The Supreme Court just announced that it will hear yet another case about the Affordable Care Act’s (ACA) birth control coverage requirement. If you are experiencing déjà vu, you are not alone. Court battles over the birth control coverage requirement have been raging for almost a decade. How did we get here?
2012: The Birth Control Benefit is Established
Congress passed the Women’s Health Amendment to the ACA to try to close the disparity in health care costs that women have historically experienced. In 2012, the independent, nonpartisan Institute of Medicine was tasked with determining what health care should be covered under the ACA’s Women’s Health Amendment. The Institute determined that all FDA-approved prescription contraception should be covered without a copay in all plans covered under the ACA.
As a result, an estimated 62 million people now have birth control coverage with no copay, and in one year alone, women saved $1.4 billion in out-of-pocket costs. Access to contraception is incredibly important for gender equality: Being able to decide whether and when to become a parent means that you can make decisions about your economic, educational, and family life.
But despite how popular and important the birth control benefit is, religiously affiliated employers and universities unleashed a flood of lawsuits trying to take away birth control coverage from their employees and students.
Round One: Burwell v. Hobby Lobby
The arts-and-crafts retailer, Hobby Lobby, took its case to the Supreme Court in 2014. Hobby Lobby argued that under a federal law called the Religious Freedom Restoration Act, it should be allowed to withhold contraception coverage from its employees because of Hobby Lobby’s owners’ religious beliefs.
- Outcome: The Supreme Court agreed somewhat, and held that the federal government could simply allow Hobby Lobby and other companies like them to take advantage of the “accommodation” that was already in place for non-profit organizations. This accommodation involves the company filling out a simple form, at which point the health insurance company steps in to provide the coverage. In the Court’s decision, this accommodation was sufficient to ensure that Hobby Lobby employees have contraception coverage.
Round Two: Zubik v. Burwell
A number of colleges and universities also sought to take away birth control coverage from their students and employees by bringing lawsuits saying that they shouldn’t have to fill out the one-page form for the accommodation. In other words, they wanted a complete exemption from the contraception coverage requirement. In 2016, their case reached the Supreme Court.
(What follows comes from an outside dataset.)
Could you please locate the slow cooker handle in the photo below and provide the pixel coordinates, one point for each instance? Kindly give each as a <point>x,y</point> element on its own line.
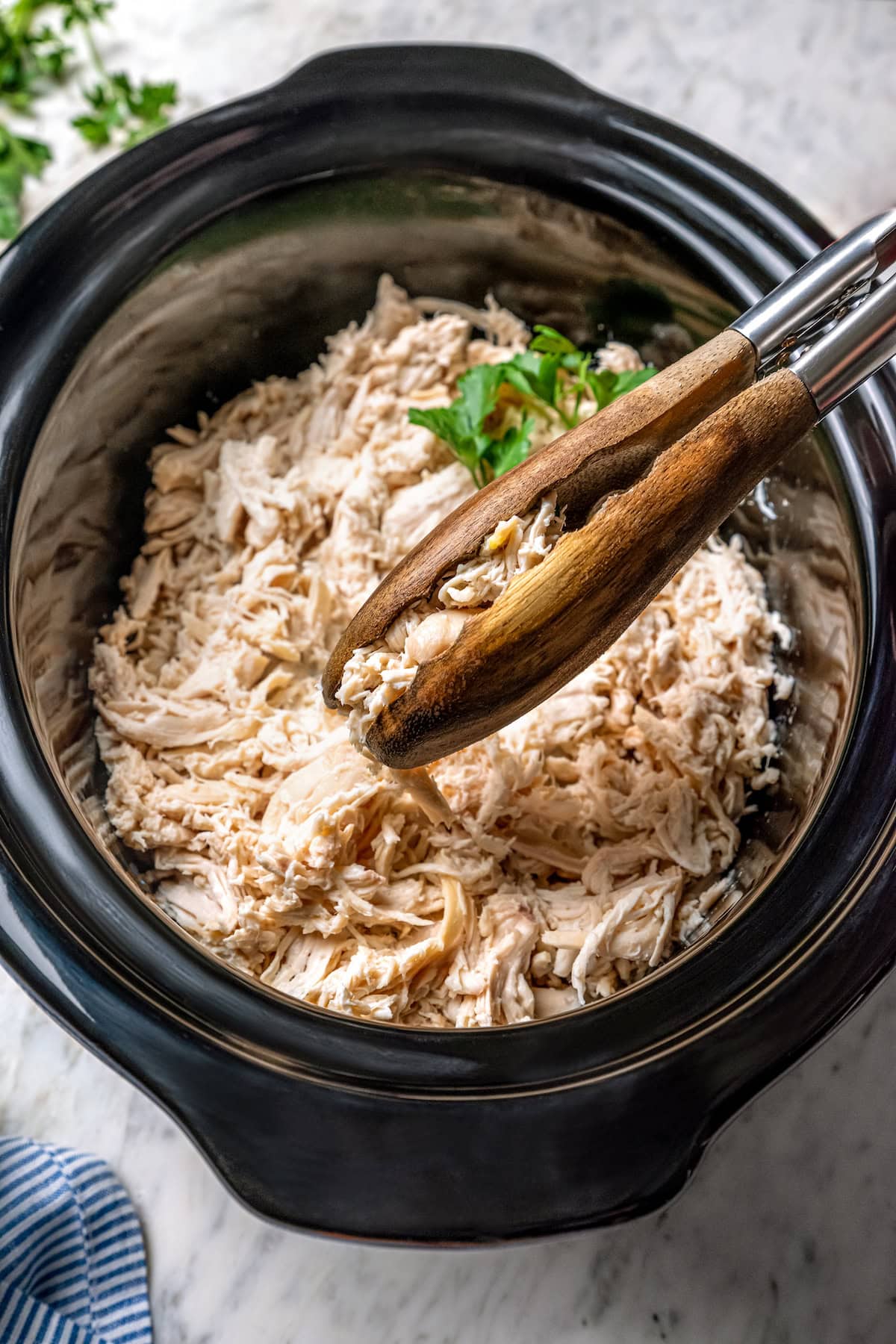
<point>405,69</point>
- Outcome: The Supreme Court punted and asked the parties to the case to try and figure out a solution that would respect the religious objections of the universities and ensure that students and employees had coverage.
Round Three: Trump v. Pennsylvania
By the time Donald Trump took office, the conflict remained unresolved. Shortly after Donald Trump took office in 2017, his administration issued a new regulation saying that employers or universities could invoke their religious or moral beliefs to withhold contraception coverage from employees and students without filling out the form for the accommodation, essentially giving the religiously affiliated companies and universities exactly what they were trying to accomplish through the courts. A new round of lawsuits ensued, including one brought by the Pennsylvania Attorney General, who argued that the new rules were unlawful. The trial court and the court of appeals agreed and granted a nationwide injunction blocking the Trump rules while the case proceeds.
Today, the Supreme Court agreed to review that case.
We will do everything we can to ensure that the Supreme Court continues to block Trump’s dangerous rules. We strongly support religious liberty — but allowing companies and universities to use religious beliefs to block employees’ and students’ birth control coverage is discrimination, not religious liberty. Everyone should have birth control coverage, regardless of where they work or where they go to school.